Мне в руки попал последний номер "Иерусалимского журнала", частично посвященный памяти чудесной Ренаты Мухи. Среди вспоминавших фигурировала Дина Рубина, и я, разумеется, первым делом полезла на соответствующую страничку. (Оказывается, либрусек уже выложил этот текстик, так что
прошу.)
Я люблю Рубину - а вот ее воспоминания о ком-то не люблю. Собственно, до сих пор я читала их, кажется, только о Губермане, так что правильней сказать - ее воспоминания о Губермане мне не пришлись. Ну вот теперь я читала еще и воспоминания о Мухе.
У меня последние несколько лет немного странное ощущение от Рубиной. Я исправно читаю все, что она пишет - "Последний кабан...", "Мессия", "На Верхней Масловке", "Во вратах твоих" для меня книги очень значимые, и никакого прошедшего времени.
При этом, начиная с "На солнечной стороне улицы" странное ощущение возникло, на "Почерке Леонардо" окрепло, на "Белой голубке Кордовы" сформировалось окончательно.
У меня впечатление, что Дина Ильинична стала Маститым Писателем. Все с большой буквы не почтения для, но для выражения концепта.
Воплощенный Маститый Писатель.
Ее стало так много внутри себя, что куда в тексте не пойди - натыкаешься на неогибаемую личность автора. В "Почерке Леонардо" это особенно заметно: прием письма "разными голосами" вообще дело трудное и редко удачно воплощаемое, а тут и вовсе не получилось - все персонажи говорят с хорошо узнаваемыми интонациями Рубиной, и никакие попытки заставить менее образованного героя говорить как-нибудь менее образованно, ничего не дают - личность автора проступает, хоть ты что.
И уже не читаешь про то, что видит и пишет Рубина, а читаешь про Рубину, которая Пишет, Видит, Несет Себя, Наблюдает За Бегом Своего Пера, Уместно Матерится, Поправляет Шляпу, Смотрит На Барселону... и так далее. Все с большой буквы. Дина Ильинична себя несет и со вкусом и обстоятельно вносит в литературу и на сцену.
Романистика при этом получается высочайшего класса. Я серьезно. Каждая книга - бестселлер уровня лучшего Хейли или Ладлэма. Читается на одном дыхании, правда.

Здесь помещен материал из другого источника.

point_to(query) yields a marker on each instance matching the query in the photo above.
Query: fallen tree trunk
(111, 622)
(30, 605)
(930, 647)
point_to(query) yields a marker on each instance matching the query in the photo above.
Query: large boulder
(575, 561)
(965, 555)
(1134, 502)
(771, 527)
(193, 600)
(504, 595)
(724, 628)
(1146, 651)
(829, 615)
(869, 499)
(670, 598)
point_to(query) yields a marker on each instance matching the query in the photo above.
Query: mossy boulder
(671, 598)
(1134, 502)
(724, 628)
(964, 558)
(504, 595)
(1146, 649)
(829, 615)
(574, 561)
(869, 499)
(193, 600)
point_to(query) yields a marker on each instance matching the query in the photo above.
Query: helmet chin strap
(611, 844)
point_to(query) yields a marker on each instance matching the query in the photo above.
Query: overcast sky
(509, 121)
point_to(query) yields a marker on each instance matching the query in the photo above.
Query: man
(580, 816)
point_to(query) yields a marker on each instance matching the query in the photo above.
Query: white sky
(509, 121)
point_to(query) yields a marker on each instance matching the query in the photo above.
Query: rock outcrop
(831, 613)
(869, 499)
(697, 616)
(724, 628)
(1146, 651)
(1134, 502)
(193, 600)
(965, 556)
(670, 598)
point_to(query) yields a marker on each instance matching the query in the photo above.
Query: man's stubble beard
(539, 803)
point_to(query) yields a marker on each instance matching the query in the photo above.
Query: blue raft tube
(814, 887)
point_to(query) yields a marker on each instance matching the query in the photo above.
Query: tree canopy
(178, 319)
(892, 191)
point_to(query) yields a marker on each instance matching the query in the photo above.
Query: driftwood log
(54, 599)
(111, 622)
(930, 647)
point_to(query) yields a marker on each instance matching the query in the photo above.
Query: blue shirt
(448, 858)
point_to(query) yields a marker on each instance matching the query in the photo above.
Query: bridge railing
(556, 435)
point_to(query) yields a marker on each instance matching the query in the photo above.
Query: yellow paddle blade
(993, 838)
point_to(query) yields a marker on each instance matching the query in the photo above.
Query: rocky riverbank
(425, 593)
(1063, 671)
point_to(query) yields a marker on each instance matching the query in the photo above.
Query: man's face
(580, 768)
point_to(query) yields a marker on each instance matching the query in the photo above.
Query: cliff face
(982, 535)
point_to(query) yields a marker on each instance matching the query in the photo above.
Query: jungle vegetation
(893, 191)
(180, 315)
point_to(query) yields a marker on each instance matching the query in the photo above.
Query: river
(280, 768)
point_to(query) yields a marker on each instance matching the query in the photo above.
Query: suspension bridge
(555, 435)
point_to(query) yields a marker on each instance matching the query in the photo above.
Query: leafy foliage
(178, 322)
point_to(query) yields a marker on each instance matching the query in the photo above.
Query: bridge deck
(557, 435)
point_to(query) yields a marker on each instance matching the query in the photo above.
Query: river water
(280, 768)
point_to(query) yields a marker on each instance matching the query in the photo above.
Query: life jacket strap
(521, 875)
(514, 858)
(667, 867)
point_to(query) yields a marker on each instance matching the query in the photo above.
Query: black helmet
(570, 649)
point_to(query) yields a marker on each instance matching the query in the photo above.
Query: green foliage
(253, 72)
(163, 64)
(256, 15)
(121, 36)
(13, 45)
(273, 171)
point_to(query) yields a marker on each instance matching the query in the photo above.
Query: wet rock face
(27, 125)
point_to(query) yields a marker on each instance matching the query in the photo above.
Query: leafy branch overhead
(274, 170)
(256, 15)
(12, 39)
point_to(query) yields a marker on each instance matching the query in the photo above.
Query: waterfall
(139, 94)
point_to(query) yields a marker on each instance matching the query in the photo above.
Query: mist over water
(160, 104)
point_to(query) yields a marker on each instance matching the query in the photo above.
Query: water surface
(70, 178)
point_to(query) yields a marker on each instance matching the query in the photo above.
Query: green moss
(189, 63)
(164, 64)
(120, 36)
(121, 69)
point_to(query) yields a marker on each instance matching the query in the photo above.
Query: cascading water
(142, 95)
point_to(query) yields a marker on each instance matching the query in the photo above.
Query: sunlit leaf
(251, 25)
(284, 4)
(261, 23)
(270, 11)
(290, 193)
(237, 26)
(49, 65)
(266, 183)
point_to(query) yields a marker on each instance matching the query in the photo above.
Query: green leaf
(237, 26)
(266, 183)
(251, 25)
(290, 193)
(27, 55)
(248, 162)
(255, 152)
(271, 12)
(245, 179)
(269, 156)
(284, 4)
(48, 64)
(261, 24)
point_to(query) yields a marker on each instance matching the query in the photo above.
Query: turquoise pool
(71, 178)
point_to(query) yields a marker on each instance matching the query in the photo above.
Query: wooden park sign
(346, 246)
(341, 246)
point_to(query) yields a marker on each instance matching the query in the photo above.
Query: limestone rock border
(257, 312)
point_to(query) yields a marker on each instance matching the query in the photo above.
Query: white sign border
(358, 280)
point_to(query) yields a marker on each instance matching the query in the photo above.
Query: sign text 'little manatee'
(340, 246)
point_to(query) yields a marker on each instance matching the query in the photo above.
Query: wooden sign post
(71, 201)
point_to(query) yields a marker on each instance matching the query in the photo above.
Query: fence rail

Но перечитывать не хочется, по крайней мере мне.
Почему я начала с воспоминаний о Мухе?
Потому что не получились воспомнания, на мой неискушенный взгляд. Как и с Губерманом, никак не удалось написать те искры, летевшие от человека, ту энергию счастья, которой этот человек (судя по нелитературным воспоминаниям и его - ее - стихам) обладал - я о Мухе говорю, Губерман, трижды тьфу, жив вполне и открывает гариками тот самый номер журнала.
(Справедливости для скажу, что читала единственные воспоминания, дышавшие тем, о ком писались - воспоминания Цветаевой о Волошине. Но у меня невелик начитанный запас в этой области).
И именно на воспоминаниях о Ренате я вдруг очень поняла - почему.
Потому что коротенький текст начинается словами "Не могу простить себе, что так и не уговорила ее записать блистательные устные рассказы..."
Здравствуйте, дорогая Дина Ильинична, мы тоже за вами скучали. Как это мило со стороны Ренаты Мухи дать нам такой повод еще раз взглянуть на терпкую вашу красоту.
Из семи записанных историй две - пересказ того, что Муха рассказывала о Рубиной. Ярко, выпукло, с тем самым Уместным Матерком - будь Рубина мужчиной, тут бы возник басовитый такой, грудной хохоток, каракулевый, дорогой,
Маститый.
Я по-прежнему буду читать новые ее вещи, это в любом случае - очень качественное чтиво, хорошо, подробно сделанное (хотя - ах это одеть-надеть, вот и Рубина не устояла, ах и ох - но тем не менее, это хорошие книги). Кроме того, вот уже второй роман с настолько подробно сделанной "кухней", что Хейли умывается слезами - и это правда ужасно интересно.
Буду читать, как бережно она проносит себя через текст, как заботливо поворачивает тем боком и этим, чтобы дать нам рассмотреть как следует, буду поеживаться от странного ощущения каменного гостя где-то неподалеку.
Только воспоминания у памятников не получаются никак. Никого они толком, кроме себя - не помнят.
Дисклеймер: Это Humble Opinion. Я имею в виду, что я высказала мнение, но спорить не буду ни с кем.